Description
During a rolling upgrade from 1.2.15 to 2.0.5 nodes running on 2.0.5 throw an EOFException:
ERROR [MutationStage:12] 2014-03-12 09:46:35,706 RowMutationVerbHandler.java (line 63) Error in row mutation java.io.EOFException at java.io.DataInputStream.readFully(DataInputStream.java:197) at org.apache.cassandra.net.CompactEndpointSerializationHelper.deserialize(CompactEndpointSerializationHelper.java:37) at org.apache.cassandra.db.RowMutationVerbHandler.forwardToLocalNodes(RowMutationVerbHandler.java:81) at org.apache.cassandra.db.RowMutationVerbHandler.doVerb(RowMutationVerbHandler.java:49) at org.apache.cassandra.net.MessageDeliveryTask.run(MessageDeliveryTask.java:60) at java.util.concurrent.ThreadPoolExecutor.runWorker(ThreadPoolExecutor.java:1145) at java.util.concurrent.ThreadPoolExecutor$Worker.run(ThreadPoolExecutor.java:615) at java.lang.Thread.run(Thread.java:744)
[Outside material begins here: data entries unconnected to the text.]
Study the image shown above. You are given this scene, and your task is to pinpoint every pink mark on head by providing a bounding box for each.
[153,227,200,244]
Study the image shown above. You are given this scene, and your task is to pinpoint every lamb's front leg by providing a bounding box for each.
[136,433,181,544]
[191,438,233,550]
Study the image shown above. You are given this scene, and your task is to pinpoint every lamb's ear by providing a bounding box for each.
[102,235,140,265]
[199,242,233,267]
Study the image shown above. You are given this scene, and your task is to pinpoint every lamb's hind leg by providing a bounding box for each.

In this specific context we have a setup with 3 datacenters, 3 nodes in each datacenter, NetworkTopologyStrategy as placement_strategy with 3 replicas in each DC. We noticed the issue on the only 2.0.5 node in the ring. All nodes run on Java7. We have tried to upgrade the node on 2.0.5 to 2.0.6 but that didn't solve the issue.
At a first glance it seems that the size of the size of the list of forward addresses in org.apache.cassandra.db.RowMutationVerbHandler.forwardToLocalNodes() in inconsistent with the length of the InputStream, which causes the deserializer to try and read after the end of the InputStream.